My Lords, having had the opportunity to read last Thursday’s part debate, I cast my short remarks in general terms. When I read what was said on that occasion, I was reminded of what my father said to me many years ago: real farming—that is, responsible farming—is farming with the grain of nature, because farming, agriculture and forestry are about cropping, not quarrying. This is why soil fertility matters, whether impoverishing the soil or treating it in such a hard way that the topsoil might blow away, as I understand has happened in parts of the Fens.
It is not as though some help, of an appropriate sort, cannot be applied. After all, there is a difference between a sensible and responsible application of fertilisers and certain pesticides to unlock the soil’s potential and simply using the earth as a kind of binding agent—a chemical mixture from which crops are derived. The same general approach applies to animals. I have considerable sympathy with proponents of organic farming, but if you have animals there are occasions when you simply have to use antibiotics, as we do on my farm.
All this shows that there is an interconnectedness in good farming practice, which brings us to questions of agroecology and agroforestry. Again, it is all a matter of integrating land uses and techniques, which is why agroecology is so important. Different uses on the farm need to complement each other in an ecologically and economically sustainable balance. I cannot see that there is any alternative but to have a degree of bureaucracy, because every farm is different.
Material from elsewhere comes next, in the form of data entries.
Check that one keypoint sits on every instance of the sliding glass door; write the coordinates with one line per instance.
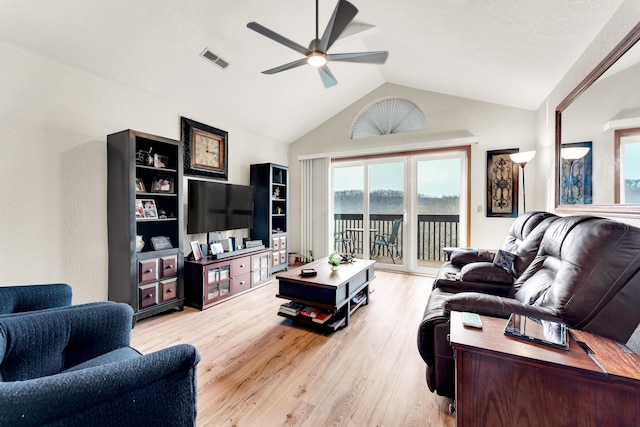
(401, 210)
(437, 214)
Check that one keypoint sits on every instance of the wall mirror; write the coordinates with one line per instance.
(598, 137)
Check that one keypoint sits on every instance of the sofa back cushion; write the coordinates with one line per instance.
(588, 271)
(521, 227)
(528, 248)
(46, 342)
(17, 299)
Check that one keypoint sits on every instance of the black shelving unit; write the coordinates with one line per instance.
(145, 172)
(271, 210)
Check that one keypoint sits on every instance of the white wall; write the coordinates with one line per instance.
(54, 120)
(622, 22)
(496, 126)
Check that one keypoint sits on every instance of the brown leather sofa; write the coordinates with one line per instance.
(586, 273)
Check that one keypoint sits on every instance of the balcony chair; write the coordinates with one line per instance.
(388, 241)
(73, 366)
(23, 298)
(341, 239)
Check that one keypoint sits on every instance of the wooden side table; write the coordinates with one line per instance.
(504, 381)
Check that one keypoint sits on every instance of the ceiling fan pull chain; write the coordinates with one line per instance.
(316, 19)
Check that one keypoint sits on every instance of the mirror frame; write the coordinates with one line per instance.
(623, 210)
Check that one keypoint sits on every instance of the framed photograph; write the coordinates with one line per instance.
(161, 242)
(205, 150)
(576, 187)
(502, 184)
(149, 208)
(160, 161)
(197, 252)
(139, 209)
(163, 184)
(216, 248)
(140, 188)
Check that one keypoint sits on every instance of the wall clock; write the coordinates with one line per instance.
(205, 150)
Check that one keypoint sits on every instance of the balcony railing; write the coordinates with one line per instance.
(434, 233)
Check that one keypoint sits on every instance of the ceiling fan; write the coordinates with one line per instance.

In particular, I will touch on the espousal of agroforestry by the noble Baroness, Lady Young. It is important that we are clear, in this wider context, about the difference between trees, woods and forests. In particular, trees, copses and belts are important parts of farms, while forestry and large woods are something slightly different. Of course, the noble Baroness is an enthusiast for wood pasture. That is a very tricky one, because once you introduce stock, unless it is at a very low density, the trees get destroyed. In the north of England, where I come from, wood pasture has been very badly damaged by the introduction of livestock.
It will cost a considerable amount of money to reinstate it, which is not to say that that is not the right thing to do.
All this is about human intervention in the workings of nature. If we do not run with nature’s grain, we shall destroy our countryside and degrade its products, which, as a number of noble Lords have said, are what we eat. That is why we must treat these things with such care. I suspect that the golden rule is that we must not be greedy. Of course, that includes the state, which must recognise that all of a farm’s outputs, as the noble Lord, Lord Krebs, commented last week, are important in whatever form they come.